Northampton Symphony Orchestra concert

21 July 2017

The last concert of each Northampton Symphony Orchestra season is always a private performance for the Friends of the Orchestra - a chance to say thank you for their support and an opportunity for the orchestra to explore repertoire that might not fit into one of our main concerts. This year's NSO Friends' Concert, last Sunday, concluded our season of Fifth Symphonies with Beethoven's 'Symphony no 5'. With such a famous piece of music it is easy to take it for granted and assume you know it all. So it was good to have the opportunity, over the past few weeks, to really get to grips with the symphony and to appreciate why it is such a successful and well known work. During 2016-17 we have played the fifth symphonies by Shostakovich, Glazunov, Sibelius, Alwyn, Mendelssohn and Beethoven. It has been a really enjoyable and interesting season of concerts, cleverly programmed by NSO Conductor, John Gibbons. But I'm not sure whether we really identified any particular characteristics of fifth symphonies. It is interesting that for many composers the fifth symphony seems to be a particularly significant work but, beyond the fact that getting as far as writing five symphonies is likely to indicate a maturing of the composer's skill, I don't think we noticed any other common features.

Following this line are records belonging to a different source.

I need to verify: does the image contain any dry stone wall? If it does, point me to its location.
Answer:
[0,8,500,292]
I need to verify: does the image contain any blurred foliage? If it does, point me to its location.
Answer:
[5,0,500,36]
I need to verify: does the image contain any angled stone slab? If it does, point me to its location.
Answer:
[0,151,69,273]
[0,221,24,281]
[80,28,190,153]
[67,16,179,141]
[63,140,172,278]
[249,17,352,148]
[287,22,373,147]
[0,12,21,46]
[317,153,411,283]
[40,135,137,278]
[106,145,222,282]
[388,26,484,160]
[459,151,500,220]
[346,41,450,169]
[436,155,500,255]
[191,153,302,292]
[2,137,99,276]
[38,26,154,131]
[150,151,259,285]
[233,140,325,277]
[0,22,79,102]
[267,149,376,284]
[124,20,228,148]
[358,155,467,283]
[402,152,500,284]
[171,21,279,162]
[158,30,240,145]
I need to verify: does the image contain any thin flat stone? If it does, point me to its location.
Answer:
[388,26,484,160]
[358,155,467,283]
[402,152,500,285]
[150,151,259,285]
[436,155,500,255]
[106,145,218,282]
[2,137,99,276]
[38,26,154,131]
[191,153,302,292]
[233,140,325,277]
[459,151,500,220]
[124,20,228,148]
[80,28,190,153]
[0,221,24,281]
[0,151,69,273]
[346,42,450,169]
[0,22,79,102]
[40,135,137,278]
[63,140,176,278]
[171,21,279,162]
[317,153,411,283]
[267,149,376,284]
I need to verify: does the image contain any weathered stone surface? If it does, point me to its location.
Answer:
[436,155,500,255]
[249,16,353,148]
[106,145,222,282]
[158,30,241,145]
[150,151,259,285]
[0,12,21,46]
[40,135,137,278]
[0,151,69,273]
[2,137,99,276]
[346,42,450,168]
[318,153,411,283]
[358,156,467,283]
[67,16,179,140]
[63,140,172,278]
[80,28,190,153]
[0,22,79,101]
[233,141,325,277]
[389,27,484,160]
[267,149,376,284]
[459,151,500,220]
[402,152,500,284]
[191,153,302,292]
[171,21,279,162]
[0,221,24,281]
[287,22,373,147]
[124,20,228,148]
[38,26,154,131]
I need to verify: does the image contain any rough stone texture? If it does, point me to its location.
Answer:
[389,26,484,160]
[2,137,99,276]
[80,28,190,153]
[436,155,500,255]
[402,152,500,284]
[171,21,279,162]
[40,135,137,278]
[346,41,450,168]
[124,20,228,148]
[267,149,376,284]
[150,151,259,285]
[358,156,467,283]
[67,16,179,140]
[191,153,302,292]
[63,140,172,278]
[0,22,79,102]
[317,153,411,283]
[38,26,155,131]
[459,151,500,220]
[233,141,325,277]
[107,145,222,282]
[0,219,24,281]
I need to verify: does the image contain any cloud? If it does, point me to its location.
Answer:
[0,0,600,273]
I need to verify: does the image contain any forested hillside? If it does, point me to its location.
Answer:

The rest of our programme on Sunday included Sullivan's overture to 'The Yeomen of the Guard' and Handel's 'Music for the Royal Fireworks'. But the star attraction was the return of the brilliant young saxophonist, Jess Gillam, who played John Williams' 'Escapades' with the NSO at our February 2017 concert. Jess is due to make three appearances at this year's BBC Proms, starting with the John Williams Prom this Thursday (which is being shown on BBC4 on the evening of Friday 21 July). She joined us again on Sunday to try out some pieces by Chick Corea that will form part of one of her Proms performances. Jess Gillam is an amazing performer and it was a privilege to see her in action again.

Sunday's concert also marked a final appearance with the NSO by my fellow horn player, Ian Frankland. Ian has been with NSO for 19 years and we have played alongside each other since 2000. We've had a great time and played in some amazing concerts together. I'll really miss Ian and wish him well for his forthcoming move to Copenhagen.